Plenary overview session I – Speech, Language, and Audio (SLA)
Session chair: Sadaoki Furui
Title: Environmental sound recognition: A survey
Speaker: C.-C. Jay Kuo
Affiliation: University of Southern California
Environmental sound recognition (ESR) has numerous applications like audio tagging, audio retrieval, hearing aid, robotic audition, etc. By environmental sounds, we refer to various quotidian sounds, both natural and artificial, i.e. sounds one encounters in daily life other than speech and music. ESR related publications, though sparse as compared to those for speech and music, have significantly risen in the past decade. In its infancy, ESR algorithms were a mere reflection of the speech and music recognition paradigms. However, on account of considerably non-stationary characteristics of environmental sounds, these algorithms proved ineffectual even for small-scale databases. Recent publications, hence, have focused on appraisal of non-stationary aspects of environmental sounds. Consequently, several new features have been proposed which are predicated to capture short-term variations in non-stationary signals. These features, in essence, strive to maximize their information content pertaining to signal’s temporal and spectral characteristics as bounded by the uncertainty principle. For most real life sounds, even these features exhibit non-stationarity when observed over a long period of time. In order to capture these long-term variations, several sequential learning methods have also been developed. Despite increased interest in the field, there is no single consolidated database for ESR which often hinders benchmarking of these new breed of features and classifiers. Hence, in this paper, we will attempt to present a comparative and elucidatory overview of recent developments in ESR.
Speaker Photo and Bio
Dr. C.-C. Jay Kuo received the B.S. degree from theNationalTaiwanUniversity,Taipei, in 1980 and the M.S. and Ph.D. degrees from the Massachusetts Institute of Technology,Cambridge, in 1985 and 1987, respectively, all in Electrical Engineering. From October 1987 to December 1988, he was Computational and Applied Mathematics Research Assistant Professor in the Department of Mathematics at the University of California, Los Angeles. Since January 1989, he has been with the University of Southern California (USC). He is presently Director of the Multimedia Communication Lab. and Professor of Electrical Engineering and Computer Science at the USC.

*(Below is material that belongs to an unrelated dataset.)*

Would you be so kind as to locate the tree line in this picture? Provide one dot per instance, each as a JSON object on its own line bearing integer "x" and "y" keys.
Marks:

His research interests are in the areas of multimedia data compression, communication and networking, multimedia content analysis and modeling, and information forensics and security. Dr. Kuo has guided 115 students to their Ph.D. degrees and supervised 23 postdoctoral research fellows. Currently, his research group at the USC has around 30 Ph.D. students (please visit website http://viola.usc.edu), which is one of the largest academic research groups in multimedia technologies. He is co-author of about 200 journal papers, 850 conference papers and 10 books. He delivered over 550 invited lectures in conferences, research institutes, universities and companies. Dr. Kuo is a Fellow of AAAS, IEEE and SPIE. He is currently Editor-in-Chief for the IEEE Transactions on Information Forensics and Security.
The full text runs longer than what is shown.